National Flood Forecasting & Warning Service
A Steering Group has been established to steer, support and oversee the establishment of a new National Flood Forecasting Service. The Steering Group has met on fifteen occasions to date, agreed a Terms of Reference and prepared and agreed an implementation plan comprising a number of phases, including an initial set-up phase and a development and trial phase. Work is now progressing on these phases. The service will deal with flood forecasting from fluvial (river) and coastal sources. When established it will involve the issuing of flood forecasts and general alerts.
Given the complexities involved in establishing, designing, developing and testing this new service, it is anticipated that it will take at least 5 years before it is fully operational and it is estimated it will require a staffing complement of 15 full-time posts. Met Éireann has appointed two staff members to date to the project.

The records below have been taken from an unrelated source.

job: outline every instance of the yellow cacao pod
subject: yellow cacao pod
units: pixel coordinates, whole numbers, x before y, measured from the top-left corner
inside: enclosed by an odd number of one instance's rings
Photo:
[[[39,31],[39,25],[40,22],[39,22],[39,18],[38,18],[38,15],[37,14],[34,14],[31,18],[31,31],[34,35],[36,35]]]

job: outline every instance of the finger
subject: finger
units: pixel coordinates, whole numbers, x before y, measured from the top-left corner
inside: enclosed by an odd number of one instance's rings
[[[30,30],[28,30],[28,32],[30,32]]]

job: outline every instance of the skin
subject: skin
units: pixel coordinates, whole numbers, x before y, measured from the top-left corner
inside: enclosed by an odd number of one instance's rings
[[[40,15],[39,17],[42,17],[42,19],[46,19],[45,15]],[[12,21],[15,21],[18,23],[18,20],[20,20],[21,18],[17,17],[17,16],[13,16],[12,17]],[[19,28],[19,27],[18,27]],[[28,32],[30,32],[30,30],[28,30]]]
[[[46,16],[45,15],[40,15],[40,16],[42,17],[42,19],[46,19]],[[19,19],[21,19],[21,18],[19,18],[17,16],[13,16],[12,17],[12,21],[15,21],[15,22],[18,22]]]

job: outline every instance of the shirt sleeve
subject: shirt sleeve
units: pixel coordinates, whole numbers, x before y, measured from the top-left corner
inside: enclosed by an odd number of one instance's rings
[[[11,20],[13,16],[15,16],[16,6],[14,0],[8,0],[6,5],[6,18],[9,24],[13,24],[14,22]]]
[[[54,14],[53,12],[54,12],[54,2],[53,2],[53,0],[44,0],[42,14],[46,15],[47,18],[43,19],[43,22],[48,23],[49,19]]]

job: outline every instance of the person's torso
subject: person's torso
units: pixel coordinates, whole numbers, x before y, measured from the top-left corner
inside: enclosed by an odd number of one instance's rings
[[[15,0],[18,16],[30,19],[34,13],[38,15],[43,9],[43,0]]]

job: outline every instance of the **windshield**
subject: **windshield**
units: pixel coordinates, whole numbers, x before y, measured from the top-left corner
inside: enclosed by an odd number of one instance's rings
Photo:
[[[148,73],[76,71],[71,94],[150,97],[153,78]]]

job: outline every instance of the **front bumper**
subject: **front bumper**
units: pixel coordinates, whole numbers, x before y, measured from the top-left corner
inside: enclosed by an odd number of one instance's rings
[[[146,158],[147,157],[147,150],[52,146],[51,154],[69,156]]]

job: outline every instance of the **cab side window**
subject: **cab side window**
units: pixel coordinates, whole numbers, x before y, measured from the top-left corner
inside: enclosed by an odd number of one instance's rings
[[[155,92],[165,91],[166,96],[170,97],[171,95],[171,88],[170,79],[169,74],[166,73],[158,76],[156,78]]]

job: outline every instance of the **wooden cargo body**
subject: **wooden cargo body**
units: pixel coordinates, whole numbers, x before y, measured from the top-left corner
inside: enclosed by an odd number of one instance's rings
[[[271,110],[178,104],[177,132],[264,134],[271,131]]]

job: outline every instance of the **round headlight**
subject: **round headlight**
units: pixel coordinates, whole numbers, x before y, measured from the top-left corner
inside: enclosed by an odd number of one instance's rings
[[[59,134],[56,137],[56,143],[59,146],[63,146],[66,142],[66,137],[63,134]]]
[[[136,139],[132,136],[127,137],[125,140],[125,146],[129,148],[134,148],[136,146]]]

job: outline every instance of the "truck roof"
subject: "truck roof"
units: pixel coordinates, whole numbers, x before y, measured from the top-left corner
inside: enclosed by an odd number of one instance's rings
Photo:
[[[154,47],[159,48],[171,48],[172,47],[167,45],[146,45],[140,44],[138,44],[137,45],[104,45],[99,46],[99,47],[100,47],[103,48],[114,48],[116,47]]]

Individual Property Protection
The Interdepartmental Flood Policy Co-ordination Group this year is considering the potential costs and benefits associated with the introduction of an individual property protection scheme.
The Group is being informed by two different pilot projects, in Thomastown and Graiguenamanagh in County Kilkenny and Crossmolina in County Mayo. The Co-ordination Group’s work, when completed, will be submitted to Government for consideration in the context of the merits of the introduction by Government of any scheme to support individual property protection measures.
Both pilots are being funded through the OPW’s Minor Flood Mitigation Works and Coastal Protection Scheme. In respect of the Kilkenny pilot, the OPW is funding the costs of a research and feasibility study into the potential provision of individual property protection. Kilkenny County Council is considering the consulting engineers’ preliminary report to help inform recommendations to the OPW on the next stages of the pilot. To date the council have drawn down some €30,000 towards the cost of the study.
In Crossmolina, consultants completed surveys of individual properties to assess their suitability for floodgates and Mayo County Council procured a contractor who is currently engaging with the community and installing the defences at the relevant properties. The OPW has provided some €237,000 in funding to date for this pilot.
The review of the Minor Works Mitigation Works and Coastal Protection Scheme was completed in June 2017 which resulted in many improvements to the eligibility/benefit criteria of the Scheme.
For example, the upper financial threshold has been increased substantially from €500,000 to €750,000 and benefit allowances have been updated to reflect different property types, with inclusion of farm yard/buildings as commercial premises.
All Local Authorities were notified of the revised criteria, which are effective for applications received after 1 June 2017. The revised criteria are available on www.opw.ie.
The OPW will shortly be publishing on www.flooding.ie guidance to landowners in relation to the maintenance of watercourses on or near their lands in the context of managing flood risk.